Définitivement, il flotte un air de renouveau en 2021. Dans l’organisation même de la vente aux enchères d’abord, avec un nouveau commissaire-priseur pressé d’en découdre. Sotheby’s, cela se sent, veut soigner son entrée dans le bal. Elle imprime son style dans les moindres détails, comme avec ce nouveau panneau d’habillage qui fera face aux acheteurs dans la salle de vente. « Ils n’ont pas le droit à l’erreur », plaisantait à moitié ce matin le maire Alain Suguenot. Marie-Anne Ginoux, la directrice général de Sotheby’s France, sait tout ça. Elle et ses équipes, venues en nombre, comptent bien « apporter une vision internationale à la hauteur de cette vente, avec des outils numériques de premier plan ». Le job a été fait en amont pour exciter les acheteurs internationaux grâce à « une vingtaine de dégustations organisées entre États-Unis et Europe pour les clients de Sotheby’s ». Au bout du chemin, une ambition revendiquée : « Que la France devienne l’un de nos plus importants marchés dans les prochaines années. »
Le jeu en vaut la chandelle. La vente des vins des Hospices de Beaune, on le rappelle, sert d’abord à financer le fonctionnement et le renouvellement en profondeur d’un ensemble hospitalier, « le seul de France à ne pas recevoir de subventions publiques », comme le rappelle monsieur le maire.

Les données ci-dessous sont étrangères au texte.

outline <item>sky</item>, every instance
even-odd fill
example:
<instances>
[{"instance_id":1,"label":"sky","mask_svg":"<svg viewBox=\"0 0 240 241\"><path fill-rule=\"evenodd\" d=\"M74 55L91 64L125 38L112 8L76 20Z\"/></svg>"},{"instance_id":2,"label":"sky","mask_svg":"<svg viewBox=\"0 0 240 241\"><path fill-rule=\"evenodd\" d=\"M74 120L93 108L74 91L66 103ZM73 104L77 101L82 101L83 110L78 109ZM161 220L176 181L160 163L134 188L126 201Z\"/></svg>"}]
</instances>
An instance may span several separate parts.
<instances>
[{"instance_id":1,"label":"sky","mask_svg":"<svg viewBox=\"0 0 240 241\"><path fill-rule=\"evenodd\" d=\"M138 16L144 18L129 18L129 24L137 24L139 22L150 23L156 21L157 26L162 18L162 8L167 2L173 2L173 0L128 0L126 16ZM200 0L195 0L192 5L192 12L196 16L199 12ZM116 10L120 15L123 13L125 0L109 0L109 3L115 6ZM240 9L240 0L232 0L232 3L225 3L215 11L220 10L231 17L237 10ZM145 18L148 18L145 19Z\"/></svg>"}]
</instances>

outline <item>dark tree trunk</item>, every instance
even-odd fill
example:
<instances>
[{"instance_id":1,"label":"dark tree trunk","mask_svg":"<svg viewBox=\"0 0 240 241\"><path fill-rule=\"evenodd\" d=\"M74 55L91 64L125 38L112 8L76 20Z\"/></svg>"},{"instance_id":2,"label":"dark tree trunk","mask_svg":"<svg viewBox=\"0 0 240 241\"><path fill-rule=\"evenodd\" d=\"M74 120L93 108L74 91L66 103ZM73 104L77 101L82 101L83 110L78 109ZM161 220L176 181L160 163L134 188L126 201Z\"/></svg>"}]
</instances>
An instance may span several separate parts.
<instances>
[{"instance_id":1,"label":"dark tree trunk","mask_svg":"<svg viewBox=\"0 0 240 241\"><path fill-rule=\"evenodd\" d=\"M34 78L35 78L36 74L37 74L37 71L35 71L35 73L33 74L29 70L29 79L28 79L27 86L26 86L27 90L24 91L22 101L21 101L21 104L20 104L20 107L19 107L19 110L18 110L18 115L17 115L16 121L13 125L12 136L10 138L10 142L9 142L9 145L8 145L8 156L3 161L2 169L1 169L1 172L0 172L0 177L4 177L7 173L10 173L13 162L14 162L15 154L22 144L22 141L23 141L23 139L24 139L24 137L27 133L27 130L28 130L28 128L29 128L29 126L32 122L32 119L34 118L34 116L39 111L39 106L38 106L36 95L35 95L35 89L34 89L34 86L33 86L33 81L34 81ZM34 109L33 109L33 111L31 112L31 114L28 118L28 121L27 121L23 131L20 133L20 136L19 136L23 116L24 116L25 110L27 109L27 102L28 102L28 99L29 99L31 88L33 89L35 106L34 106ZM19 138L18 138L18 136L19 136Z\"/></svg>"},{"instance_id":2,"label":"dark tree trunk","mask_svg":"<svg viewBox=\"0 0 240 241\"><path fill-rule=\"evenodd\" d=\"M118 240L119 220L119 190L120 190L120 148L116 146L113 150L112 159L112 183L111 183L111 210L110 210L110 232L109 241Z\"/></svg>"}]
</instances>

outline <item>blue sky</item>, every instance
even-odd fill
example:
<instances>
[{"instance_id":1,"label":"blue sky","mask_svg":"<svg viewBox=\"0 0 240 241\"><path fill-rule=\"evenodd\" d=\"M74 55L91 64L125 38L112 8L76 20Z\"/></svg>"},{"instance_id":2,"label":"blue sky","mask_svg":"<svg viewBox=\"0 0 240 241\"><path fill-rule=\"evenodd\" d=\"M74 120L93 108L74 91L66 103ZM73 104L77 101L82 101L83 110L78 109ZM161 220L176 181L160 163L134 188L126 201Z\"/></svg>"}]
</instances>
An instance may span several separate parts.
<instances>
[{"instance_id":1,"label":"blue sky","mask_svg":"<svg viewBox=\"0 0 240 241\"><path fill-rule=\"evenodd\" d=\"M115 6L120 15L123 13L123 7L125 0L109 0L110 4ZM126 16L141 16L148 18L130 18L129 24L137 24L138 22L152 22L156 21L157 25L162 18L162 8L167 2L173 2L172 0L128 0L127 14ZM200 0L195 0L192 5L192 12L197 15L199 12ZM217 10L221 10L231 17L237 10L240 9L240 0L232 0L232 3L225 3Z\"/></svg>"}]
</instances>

Il reste 95 millions d’euros à trouver pour étendre l’importante campagne de travaux. Car « reconstruire un CHU, c’est 300 à 400 millions d’euros » selon son président François Poher.
Au nom des femmes et de Marie Curie
La vente de la pièce des Présidents, un Corton Renardes, servira la cause des femmes. « Il serait grossier de dire que c’est un sujet à la mode ; c’était plutôt une évidence en terme de santé publique », dit le président Poher avant de passer la parole à Dominique Guillien-Isenmann. La présidente de Solidarité Femmes fédère quelque 75 associations en France. Elle est la maman du fameux numéro d’écoute 3919. Elle est représentée ce jour par une marraine très concernée, l’actrice Jeanne Balibar, qui a délivré devant la presse un discours habité au nom de « celles qui ne parlent pas ».
L’autre bénéficiaire de la pièce des Présidents sera l’Institut Curie, grand spécialiste de recherche sur le cancer, ce mal du siècle, et plus particulièrement celui concernant le sein. En la matière, « rien n’est à craindre, tout est à comprendre », d’après une citation du professeur Alain Puisieux empruntée à Marie Curie, « la seule femme – et la seule personne tout court d’ailleurs – à avoir reçu deux prix Nobel ». Alors que la fondation fête son centenaire, elle perpétue plus que jamais « la philosophie de mieux comprendre et mieux traiter une maladie qui fait peur, car nous savons à présent disséquer cette complexité biologique et trouver ses points de vulnérabilité ».
« Il va falloir cracher ! »
Pio Marmaï, parrain de l’Institut, applaudit des deux mains. En perdant un proche, il a lui-même été touché dans sa chair par la fulgurance du crabe et l’exprime avec pudeur devant l’assistance, rappelant au passage son attachement « à la ville de Beaune depuis mon tournage avec Cédric Klapisch, au vin et aux Hospices d’une certaine manière ». « Rendez-vous à 14h, il va falloir cracher ! », exhorte enfin l’acteur dans son style bien à lui, s’adressant aux acheteurs, sous le regard approbateur de la régisseuse du domaine des Hospices Ludivine Griveau, qui a rentré un tout petit millésime (140 tonnes de raisin tout de même) – 349 pièces et 5 feuillettes – mais aux qualités habituelles.
On dit que 2021 en Bourgogne sonne la revanche des vins blancs et que les vins rouges, en gros, seront frais et bien campés dans un certain classicisme bourguignon, ce qui n’est pas un gros mot. Ce dimanche 21 novembre 2021, il flottait donc comme un parfum de renouveau sur Beaune. Pourtant, certaines choses ne changent pas. Et c’est très bien comme ça.